A Educação Popular e Saúde vem se mostrando como um campo fértil de reflexões, trabalhos, pesquisas e propostas seja na e para a área da Saúde seja de Educação. Dentre tantos recortes históricos possíveis, diríamos que a década de 1970 foi uma década especial para a construção do que hoje conhecemos e vimos denominando como Educação Popular e Saúde. Os acontecimentos na área da saúde vivenciados e denunciados pelos grupos populares e acadêmicos apontavam as desigualdades no acesso aos serviços de saúde, a baixa qualidade da atenção a saúde às classes populares, as precárias condições de trabalho dos profissionais e o completo desconhecimento dos determinantes e condicionantes sócios-culturais da saúde por parte das políticas públicas vigentes. Neste cenário foram sendo produzidas práticas, conhecimentos, instrumentos teóricos e metodológicos construídos coletivamente para enfrentar as adversidades que restringiam o pleno viver de homens e mulheres no campo e nas cidades, principalmente nas periferias. Nesse movimento, acadêmicos, profissionais de saúde, estudantes, grupos e movimentos sociais e populares apropriam-se das reflexões da Educação Popular de base freireana, para pensar, criticar, conhecer o campo da Saúde e nele experienciar outras formas de pensar e fazer Saúde, na formação profissional, na atenção à Saúde, na organização dos serviços e na relação entre as pessoas. Nessa construção alguns pontos, poderíamos dizer, pilares, foram sendo consolidados buscando-se colocar à luz uma coerência epistemológica que pudesse sustentar e ao mesmo tempo criticar essa construção, descobrindo e anunciando novas construções. Poderíamos apontar alguns deles, apenas para dar um panorama geral ao leitor, do que sua leitura deste suplemento poderá detalhar: as culturas populares e suas formas de conhecer e construir saúde e o enfrentamento de seus condicionantes e determinantes, a articulação entre teoria e prática na intencionalidade emancipatória do cuidar, as pessoas como sujeitos do conhecimento com capacidade de construir o futuro, a historicidade humana nos processos educativos e a subjetividade e intersubjetividade presentes nos processos de adoecimento e cura

Cabe lembrar que processos anteriores a esta década, como a já mencionada Educação Popular, os movimentos populares pela democracia na América Latina e Caribe, entre outros, abriram caminhos vitais para esses processos de construção. Todos esses caminhares, conhecimentos, experiências foram e estão sendo constitutivos da Educação Popular e Saúde e de sua consistência ontológica, epistemológica e gnosiológica, política, cultural e historicamente localizada que sustenta escolhas teóricas e metodológicas que a expressam ao mesmo tempo em que a ela se voltam criticamente em diálogo e na diversidade que são próprios da Educação Popular.

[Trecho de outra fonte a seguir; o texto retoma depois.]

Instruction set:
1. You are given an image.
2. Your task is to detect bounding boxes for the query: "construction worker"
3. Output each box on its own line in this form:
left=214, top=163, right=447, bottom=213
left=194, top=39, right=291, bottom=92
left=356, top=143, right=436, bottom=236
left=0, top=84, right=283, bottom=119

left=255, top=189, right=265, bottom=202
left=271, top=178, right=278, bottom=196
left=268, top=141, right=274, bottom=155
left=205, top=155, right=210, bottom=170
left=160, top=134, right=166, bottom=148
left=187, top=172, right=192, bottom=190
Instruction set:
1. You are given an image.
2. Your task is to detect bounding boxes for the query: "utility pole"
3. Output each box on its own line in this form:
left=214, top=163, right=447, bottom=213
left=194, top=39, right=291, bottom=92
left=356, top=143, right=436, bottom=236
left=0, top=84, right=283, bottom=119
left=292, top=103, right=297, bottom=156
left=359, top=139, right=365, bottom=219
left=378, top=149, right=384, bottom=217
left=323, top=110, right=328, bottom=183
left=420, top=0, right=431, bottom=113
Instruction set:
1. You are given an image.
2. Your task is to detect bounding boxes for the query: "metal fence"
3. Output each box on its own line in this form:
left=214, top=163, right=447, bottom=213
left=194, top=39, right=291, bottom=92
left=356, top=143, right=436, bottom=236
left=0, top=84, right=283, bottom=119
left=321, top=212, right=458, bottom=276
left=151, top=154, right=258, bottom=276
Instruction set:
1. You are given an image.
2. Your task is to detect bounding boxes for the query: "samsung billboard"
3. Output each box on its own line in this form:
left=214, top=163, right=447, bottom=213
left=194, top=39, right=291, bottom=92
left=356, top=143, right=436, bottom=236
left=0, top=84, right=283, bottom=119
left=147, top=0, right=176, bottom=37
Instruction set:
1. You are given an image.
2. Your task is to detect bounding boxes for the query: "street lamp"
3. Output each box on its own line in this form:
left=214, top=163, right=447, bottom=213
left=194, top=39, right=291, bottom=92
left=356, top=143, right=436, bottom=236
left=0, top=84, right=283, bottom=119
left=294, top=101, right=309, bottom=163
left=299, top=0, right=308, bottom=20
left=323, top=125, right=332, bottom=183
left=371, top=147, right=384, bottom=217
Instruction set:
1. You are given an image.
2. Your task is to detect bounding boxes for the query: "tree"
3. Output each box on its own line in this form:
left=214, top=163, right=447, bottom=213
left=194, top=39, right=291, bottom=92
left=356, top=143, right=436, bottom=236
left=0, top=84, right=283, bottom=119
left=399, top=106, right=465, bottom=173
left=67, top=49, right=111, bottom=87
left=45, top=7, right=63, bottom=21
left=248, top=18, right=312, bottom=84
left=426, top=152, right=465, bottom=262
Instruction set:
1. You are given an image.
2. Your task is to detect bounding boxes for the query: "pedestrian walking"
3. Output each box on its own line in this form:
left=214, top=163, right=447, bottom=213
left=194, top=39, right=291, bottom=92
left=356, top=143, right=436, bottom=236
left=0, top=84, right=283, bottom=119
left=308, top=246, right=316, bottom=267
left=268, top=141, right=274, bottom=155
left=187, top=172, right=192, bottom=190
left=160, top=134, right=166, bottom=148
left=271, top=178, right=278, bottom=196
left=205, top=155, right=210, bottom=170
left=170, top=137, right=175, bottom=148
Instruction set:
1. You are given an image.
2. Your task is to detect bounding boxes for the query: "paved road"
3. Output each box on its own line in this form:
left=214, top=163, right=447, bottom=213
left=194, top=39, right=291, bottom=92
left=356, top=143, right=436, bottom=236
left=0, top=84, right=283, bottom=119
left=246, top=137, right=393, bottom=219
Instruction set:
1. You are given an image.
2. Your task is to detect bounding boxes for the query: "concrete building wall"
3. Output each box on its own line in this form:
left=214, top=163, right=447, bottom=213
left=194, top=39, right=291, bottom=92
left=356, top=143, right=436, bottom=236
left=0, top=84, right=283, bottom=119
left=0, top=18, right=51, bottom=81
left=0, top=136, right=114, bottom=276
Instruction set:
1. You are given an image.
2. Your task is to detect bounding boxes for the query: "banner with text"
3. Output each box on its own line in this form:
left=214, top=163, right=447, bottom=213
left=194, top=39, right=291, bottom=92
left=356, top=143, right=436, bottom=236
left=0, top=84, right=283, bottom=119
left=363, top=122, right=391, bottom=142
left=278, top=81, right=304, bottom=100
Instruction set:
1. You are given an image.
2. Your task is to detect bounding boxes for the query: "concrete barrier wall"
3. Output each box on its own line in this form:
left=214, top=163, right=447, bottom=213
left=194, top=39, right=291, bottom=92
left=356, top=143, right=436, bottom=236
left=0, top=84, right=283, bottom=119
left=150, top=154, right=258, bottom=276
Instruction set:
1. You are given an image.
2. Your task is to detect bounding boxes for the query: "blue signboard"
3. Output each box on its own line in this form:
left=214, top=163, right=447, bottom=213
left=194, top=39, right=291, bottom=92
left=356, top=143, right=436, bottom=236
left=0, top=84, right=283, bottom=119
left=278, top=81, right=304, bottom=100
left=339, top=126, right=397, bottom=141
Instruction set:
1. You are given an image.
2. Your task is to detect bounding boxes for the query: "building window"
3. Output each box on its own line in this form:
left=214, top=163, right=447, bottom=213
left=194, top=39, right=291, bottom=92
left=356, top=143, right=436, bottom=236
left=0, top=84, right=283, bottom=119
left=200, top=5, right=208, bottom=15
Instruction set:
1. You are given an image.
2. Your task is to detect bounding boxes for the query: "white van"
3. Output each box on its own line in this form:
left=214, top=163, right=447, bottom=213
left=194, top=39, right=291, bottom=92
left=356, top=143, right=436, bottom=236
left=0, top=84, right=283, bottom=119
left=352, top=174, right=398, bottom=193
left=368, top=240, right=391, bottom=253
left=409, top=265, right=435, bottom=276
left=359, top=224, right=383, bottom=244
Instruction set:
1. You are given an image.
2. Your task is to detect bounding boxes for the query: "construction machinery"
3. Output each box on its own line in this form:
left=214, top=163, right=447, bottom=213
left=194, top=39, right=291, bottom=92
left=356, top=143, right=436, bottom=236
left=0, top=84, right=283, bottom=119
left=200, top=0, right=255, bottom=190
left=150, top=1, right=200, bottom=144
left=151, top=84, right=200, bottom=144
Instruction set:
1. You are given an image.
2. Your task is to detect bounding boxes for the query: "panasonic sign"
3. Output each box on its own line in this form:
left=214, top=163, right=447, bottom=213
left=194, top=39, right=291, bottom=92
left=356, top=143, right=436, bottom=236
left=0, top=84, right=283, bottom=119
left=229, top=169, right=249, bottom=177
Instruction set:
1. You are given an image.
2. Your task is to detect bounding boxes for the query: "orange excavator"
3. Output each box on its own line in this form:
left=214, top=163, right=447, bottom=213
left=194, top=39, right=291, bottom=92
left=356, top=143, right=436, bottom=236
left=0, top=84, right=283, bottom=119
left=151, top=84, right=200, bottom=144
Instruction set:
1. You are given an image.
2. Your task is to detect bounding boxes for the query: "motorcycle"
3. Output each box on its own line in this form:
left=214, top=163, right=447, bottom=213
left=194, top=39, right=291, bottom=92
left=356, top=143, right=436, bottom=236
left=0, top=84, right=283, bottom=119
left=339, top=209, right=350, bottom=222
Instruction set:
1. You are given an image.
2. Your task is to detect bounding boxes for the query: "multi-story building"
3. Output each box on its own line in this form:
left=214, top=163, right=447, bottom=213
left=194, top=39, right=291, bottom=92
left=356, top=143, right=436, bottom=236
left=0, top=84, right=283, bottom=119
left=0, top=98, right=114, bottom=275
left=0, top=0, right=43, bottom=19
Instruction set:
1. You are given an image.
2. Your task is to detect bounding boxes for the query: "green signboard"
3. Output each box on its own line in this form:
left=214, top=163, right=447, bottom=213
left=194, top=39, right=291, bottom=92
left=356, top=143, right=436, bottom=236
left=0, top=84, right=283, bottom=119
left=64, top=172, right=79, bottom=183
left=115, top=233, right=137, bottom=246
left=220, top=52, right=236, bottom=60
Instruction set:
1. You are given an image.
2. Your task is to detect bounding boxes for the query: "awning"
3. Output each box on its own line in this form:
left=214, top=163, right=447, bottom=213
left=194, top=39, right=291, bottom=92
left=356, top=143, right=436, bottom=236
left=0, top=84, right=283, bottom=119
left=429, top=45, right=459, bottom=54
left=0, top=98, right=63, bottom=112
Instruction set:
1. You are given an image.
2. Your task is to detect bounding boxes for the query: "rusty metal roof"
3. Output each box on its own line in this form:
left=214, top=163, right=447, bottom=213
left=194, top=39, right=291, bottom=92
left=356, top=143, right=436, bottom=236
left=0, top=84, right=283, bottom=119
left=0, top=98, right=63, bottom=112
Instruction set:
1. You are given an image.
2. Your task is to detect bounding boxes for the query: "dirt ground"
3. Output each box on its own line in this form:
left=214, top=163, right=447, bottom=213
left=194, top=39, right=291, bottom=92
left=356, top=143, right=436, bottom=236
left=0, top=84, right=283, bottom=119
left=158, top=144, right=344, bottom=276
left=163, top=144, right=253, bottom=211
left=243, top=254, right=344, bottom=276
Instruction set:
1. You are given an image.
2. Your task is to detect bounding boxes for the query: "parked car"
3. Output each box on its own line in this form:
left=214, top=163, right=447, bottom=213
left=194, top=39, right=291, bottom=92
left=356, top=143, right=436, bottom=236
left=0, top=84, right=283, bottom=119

Nessa consistência e diversidade elaborou-se este Suplemento “A EDUCAÇÃO POPULAR EM SAÚDE NO SISTEMA ÚNICO DE SAÚDE”. Nele o leitor encontrará artigos, relatos de experiências, debates, entrevistas, teses, criações que de forma crítica, rigorosa e esperançosa trazem as várias dimensões e abordagens das interfaces entre a Educação Popular e o Sistema Único de Saúde, seja na rede de serviços, nos territórios e nas unidades de saúde, nas escolas, em cursos, nos conselhos, seja nas Políticas de Saúde nacionais, locais, regionais, seja nos demais espaços sociais onde a luta popular pela Saúde acontece.

Tais características nos fazem olhar os artigos deste Suplemento sob diversas perspectivas que revelam três dimensões nas quais é possível apreender as interfaces entre Educação Popular e Saúde e SUS. A primeira é a dimensão pedagógica na qual a Educação Popular mostra-se como suporte para processos de constituição de sujeitos críticos e reflexivos no campo da saúde e nos modos de ensinar/aprender nos movimentos populares, na extensão universitária e na formação de profissionais. A segunda é a dimensão da praxis em saúde na qual a Educação Popular se expressa na integralidade das ações de saúde e no compartilhamento de saberes e fazeres e, a terceira, a dimensão política na qual a Educação Popular orienta e organiza a formação de sujeitos políticos que se movimentam no cenário das transformações sociais.

A diversidade de artigos e a multiplicidade dos sujeitos/autores convergem e fortalecem algo que é muito caro a Educação Popular: a perspectiva da superação de situações que limitam ou dificultam ações emancipatórias e da construção do inédito viável.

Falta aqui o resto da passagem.